Debí tomar más fotos: gentrificación, identidad y memoria

Erinia Peralta

Bad Bunny nos transporta a una cafetería que ya no se siente como el espacio cálido y familiar que era antes. Al pedir un queso típico, se encuentra con la mirada confundida de la dependiente, mientras alguien desde la cocina aclara lo que está pidiendo. Todo es distinto: los precios, el idioma, las normas que rechazan el efectivo. Esa cafetería, que una vez fue un lugar de encuentro comunitario, ahora es irreconocible. Esta escena, presentada en su cortometraje Debí Tirar Más Fotos, no es solo un viaje a la nostalgia; es una denuncia directa a la gentrificación que está desdibujando la identidad cultural de Puerto Rico.

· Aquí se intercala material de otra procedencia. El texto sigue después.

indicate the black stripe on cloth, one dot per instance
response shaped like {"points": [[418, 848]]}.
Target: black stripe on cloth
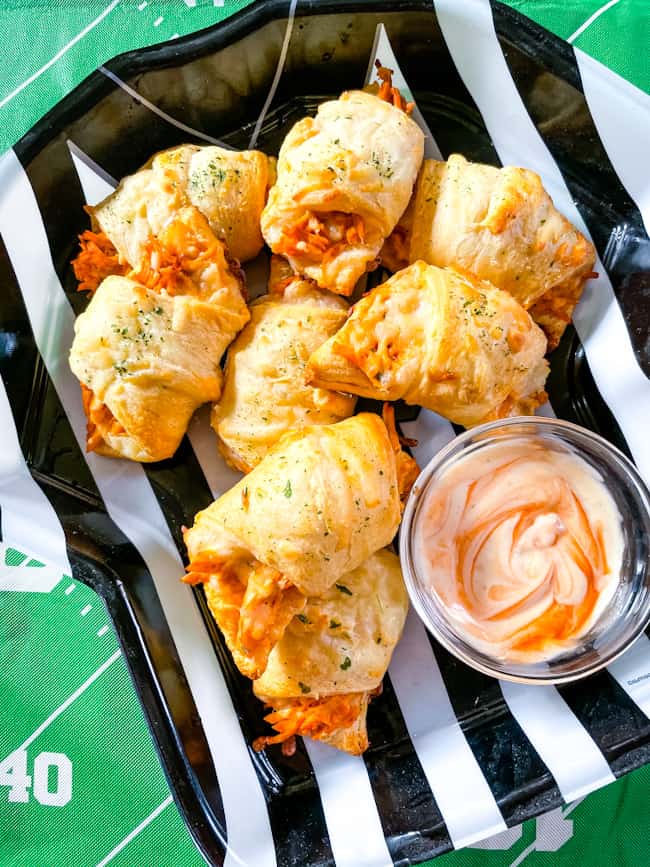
{"points": [[411, 820], [616, 724], [521, 783], [289, 782], [559, 110], [181, 490]]}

En Puerto Rico, la gentrificación parece ser una realidad que está transformando el día a día de sus comunidades. Cafeterías de barrio que antes eran el alma de la comunidad se convierten en locales impersonalizados, donde el inglés es la norma y los precios excluyen a quienes antes las frecuentaban. Bad Bunny no solo describe esta transformación; la denuncia, dejando claro que la modernización, mal manejada, puede ser un sinónimo de exclusión y pérdida.

La gentrificación, como fenómeno, no sólo desplaza a las comunidades de bajos ingresos; también erosiona las raíces culturales que definen a un lugar. Bad Bunny utiliza su música para señalar esta realidad, recordándonos que la identidad cultural no es un recurso renovable. Su crítica no es sobre nostalgia vacía, sino sobre la necesidad de proteger lo que somos frente a las presiones de un desarrollo que, en muchos casos, excluye a los mismos que construyeron el lugar.

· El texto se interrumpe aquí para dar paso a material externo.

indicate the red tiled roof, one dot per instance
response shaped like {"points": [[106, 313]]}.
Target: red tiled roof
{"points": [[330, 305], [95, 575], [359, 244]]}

En este contexto, su frase “debí tomar más fotos” es mucho más que un lamento. Es una advertencia. Nuestra memoria puede fallar y las tradiciones, si no se preservan, pueden ser reemplazadas por una cultura globalizada que nos despoje de lo propio. Es un llamado a valorar lo que tenemos hoy, a no dejar que el progreso borre lo que define nuestra esencia.

Pero esta realidad no se limita a Puerto Rico. En la República Dominicana, también vivimos una transformación acelerada. Los barrios cambian, los espacios que solían ser puntos de encuentro se vacían, y tradiciones que definieron generaciones quedan relegadas. Antes jugábamos en las calles sin preocupaciones, compartíamos el “yun yun” en tardes interminables, y las panaderías de barrio eran un punto de conexión entre vecinos. Hoy, esos lugares comienzan a desaparecer en medio de un modelo económico impulsado por el desarrollo inmobiliario y turístico, con efectos sobre la memoria colectiva.

Miches, un pueblo que marcó mi infancia, es un ejemplo de esta tensión entre el pasado y el futuro. Recuerdo cuando todo se anunciaba con la bocina de Monchín, un sistema simple que nos mantenía conectados. Hoy, aunque Miches sigue siendo pequeño, se siente más grande y ajeno, como si estuviera a punto de convertirse en algo completamente diferente.

En la República Dominicana, aún estamos a tiempo de evitar que nuestras comunidades pierdan lo que las hace únicas. Pero el tiempo se agota. Si seguimos ignorando el impacto de estos cambios, podríamos despertar un día y descubrir que lo que alguna vez fue nuestro hogar ya no nos pertenece, que lo auténtico ha sido reemplazado por lo rentable, y que lo que nos definía se ha perdido en el ruido de la modernidad. Quizás lo correcto sea tomar más fotos. Pero no solo fotos. También acción. Porque preservar nuestras raíces no es solo un acto de nostalgia, sino un compromiso con el futuro. Recordar quiénes somos no es suficiente; debemos luchar para que nuestras tradiciones y nuestras comunidades sigan vivas, no solo en la memoria, sino en cada rincón de nuestras calles. Porque al final, el verdadero progreso no borra el pasado: lo honra.